Sunday 10th of July 2022

We were driving our 43' DP through Texas in February a few years ago and the wind was strong enough to disturb the slide in the main salon. We pulled over at the first opportunity, seconds later, and called our manufacturer, American Coach. They told me that the slide was shifting but would not fall out. Nonetheless I drove much slower, probably below the posted speed, until the wind subsided. I did find the comment about weight odd. I always slow in high winds with the idea that it effectively makes my vehicle heavier and less susceptible to the wind. Thank you for the article; great information and even moreso a reminder of the dangers of high winds.

TheRVgeeks

Sunday 10th of July 2022

Wow, Neal... must've been some wind!

Pat Parker

Sunday 3rd of July 2022

Great article thanks for sharing

John S.

Sunday 3rd of July 2022

When I was south of Carson City NV one motorcycle ride I saw a road sign with lights flashing that "OVER 9 FT MUST EXIT".

It was really windy and most RV's and all the big rigs did take the exit.

But some private RV owners did not. A few minutes later I watched a 33' Class C try to pass a 5th Wheel. All of us were slowed to about 50 mph when a wind gust came and blew the 5th wheel to inches of the Class C. The Class C got spooked and jerked to the left.
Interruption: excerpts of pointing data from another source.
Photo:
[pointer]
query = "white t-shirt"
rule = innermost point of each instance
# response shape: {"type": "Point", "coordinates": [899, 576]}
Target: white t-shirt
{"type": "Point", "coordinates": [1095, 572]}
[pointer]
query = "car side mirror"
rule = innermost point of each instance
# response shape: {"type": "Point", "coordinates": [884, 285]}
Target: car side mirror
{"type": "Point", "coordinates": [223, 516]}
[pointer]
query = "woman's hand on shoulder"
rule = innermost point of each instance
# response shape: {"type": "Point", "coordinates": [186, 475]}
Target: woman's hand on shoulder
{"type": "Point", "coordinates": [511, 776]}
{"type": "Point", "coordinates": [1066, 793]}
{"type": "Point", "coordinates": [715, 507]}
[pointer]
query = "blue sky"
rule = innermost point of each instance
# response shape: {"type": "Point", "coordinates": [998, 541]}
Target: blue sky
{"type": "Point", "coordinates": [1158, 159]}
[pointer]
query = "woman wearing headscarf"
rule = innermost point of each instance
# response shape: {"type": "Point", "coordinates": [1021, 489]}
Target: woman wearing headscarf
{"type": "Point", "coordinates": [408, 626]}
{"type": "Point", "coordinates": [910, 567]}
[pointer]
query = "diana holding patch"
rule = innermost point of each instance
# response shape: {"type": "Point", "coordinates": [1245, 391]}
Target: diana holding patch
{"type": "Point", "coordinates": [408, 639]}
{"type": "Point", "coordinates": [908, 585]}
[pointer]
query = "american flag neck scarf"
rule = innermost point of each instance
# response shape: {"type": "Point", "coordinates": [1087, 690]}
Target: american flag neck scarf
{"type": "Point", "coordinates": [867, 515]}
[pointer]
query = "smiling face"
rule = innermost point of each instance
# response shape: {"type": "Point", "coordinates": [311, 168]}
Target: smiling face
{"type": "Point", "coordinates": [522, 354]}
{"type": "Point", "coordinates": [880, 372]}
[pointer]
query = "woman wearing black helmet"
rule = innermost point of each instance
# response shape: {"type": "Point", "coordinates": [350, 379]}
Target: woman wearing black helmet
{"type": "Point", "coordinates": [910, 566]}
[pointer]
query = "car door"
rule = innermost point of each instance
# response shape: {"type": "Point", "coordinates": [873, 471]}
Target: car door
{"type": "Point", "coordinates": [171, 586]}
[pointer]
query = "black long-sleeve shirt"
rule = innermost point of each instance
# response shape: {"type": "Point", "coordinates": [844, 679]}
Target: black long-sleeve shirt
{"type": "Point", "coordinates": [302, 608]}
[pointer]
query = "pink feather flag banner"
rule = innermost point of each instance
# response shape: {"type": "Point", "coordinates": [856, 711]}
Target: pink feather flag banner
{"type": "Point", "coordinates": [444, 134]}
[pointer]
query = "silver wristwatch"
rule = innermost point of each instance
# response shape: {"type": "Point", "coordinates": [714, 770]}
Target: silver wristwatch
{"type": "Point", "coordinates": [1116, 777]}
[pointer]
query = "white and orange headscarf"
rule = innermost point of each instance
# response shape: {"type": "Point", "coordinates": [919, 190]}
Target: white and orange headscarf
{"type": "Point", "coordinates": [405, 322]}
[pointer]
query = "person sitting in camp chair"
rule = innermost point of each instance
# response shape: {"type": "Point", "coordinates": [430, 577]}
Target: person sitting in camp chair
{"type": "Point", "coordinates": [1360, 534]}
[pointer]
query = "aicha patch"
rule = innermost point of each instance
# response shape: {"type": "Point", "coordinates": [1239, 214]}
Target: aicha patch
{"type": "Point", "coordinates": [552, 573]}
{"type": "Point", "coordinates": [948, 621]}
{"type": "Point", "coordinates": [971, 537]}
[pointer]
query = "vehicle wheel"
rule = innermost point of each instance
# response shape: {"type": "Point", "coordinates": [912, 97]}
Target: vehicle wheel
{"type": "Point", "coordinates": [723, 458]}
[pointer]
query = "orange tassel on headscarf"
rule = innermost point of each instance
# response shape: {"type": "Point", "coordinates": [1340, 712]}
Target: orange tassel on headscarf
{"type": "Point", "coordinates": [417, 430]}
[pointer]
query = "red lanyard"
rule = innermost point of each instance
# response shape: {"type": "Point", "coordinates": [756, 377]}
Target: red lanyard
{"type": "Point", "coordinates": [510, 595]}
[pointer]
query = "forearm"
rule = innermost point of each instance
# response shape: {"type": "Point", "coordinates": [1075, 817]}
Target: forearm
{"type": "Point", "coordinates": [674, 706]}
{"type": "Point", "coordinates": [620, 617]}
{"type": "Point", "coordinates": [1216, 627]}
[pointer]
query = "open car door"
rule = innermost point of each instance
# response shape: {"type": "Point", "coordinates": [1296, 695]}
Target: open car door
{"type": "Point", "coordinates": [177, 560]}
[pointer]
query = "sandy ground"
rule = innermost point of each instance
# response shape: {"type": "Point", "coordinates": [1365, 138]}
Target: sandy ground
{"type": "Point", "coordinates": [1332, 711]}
I thought I was going to see a terrible accident but there was just some emergency braking as there was no traffic in adjoining lanes.

So to the question of "When Is it To Windy to Drive an RV?" one answer is: "When the warning signs are flashing to exit the highway" is a really good hint.

TheRVgeeks

Monday 4th of July 2022

😂 Yes... when the warning signs are flashing telling you to be wary of high winds, that's a REALLY good hint it might be time to get off the road! Scary story, John!

George

Sunday 3rd of July 2022

Driving during high winds is generally awful. And as you said, combined with 18 wheelers passing you, it can become an outright frightful situation. What I have done on my 30 foot Fleetwood motorhome is install a solid steering stabilizer that keeps rapid and uncontrolled driving swings to a minimum and automatically pulls the steering back to center. My steering wheel stays much more stable this way, and it is not the constant nerve wracking attention that has to be paid to every gust of wind blowing by. It cost me roughly $400, and I installed it myself. It honestly made a big difference.

TheRVgeeks

Monday 4th of July 2022

Hi George... sounds like a worthwhile investment! Glad it helped make driving a less stressful situation!

Tony Garnett

Sunday 3rd of July 2022

I used to drive a 41 foot Diesel pusher which was built with an extra high profile ( higher roof and side profile ) so that the rear bedroom did not have to have a step up under the bed to accommodate the Engine. This increased the side area and most likely affected the vehicles stability in extreme wind conditions.

Normally I had no problems with stability but once I had to drive in a strong, side gusting wind, where it was not possible to drive at anything more than about 50 MPH. Anything faster made it difficult to stay in the lane I was in. In this case the RV made it clear to me that I had to slow down!

As speed was the dominant factor in remaining stable, slowing down or stopping was all I could do in the high wind and unpredictable gusty conditions.

When I downsized to a 25 foot Leisure Travel Van, one of the things that I liked in doing so, was the curved ( top to bottom ) sidewalls.

While the curve may only have a small wind deflection effect on the sidewall profile, it may slightly reduce the impact of high sidewinds.

All this to say, when shopping for an RV think about the side area and profile and as one consideration of purchase.

TheRVgeeks

Monday 4th of July 2022

Smaller is definitely better when it comes to driving in high winds, as you're well aware, Tony! Thanks for sharing your experience.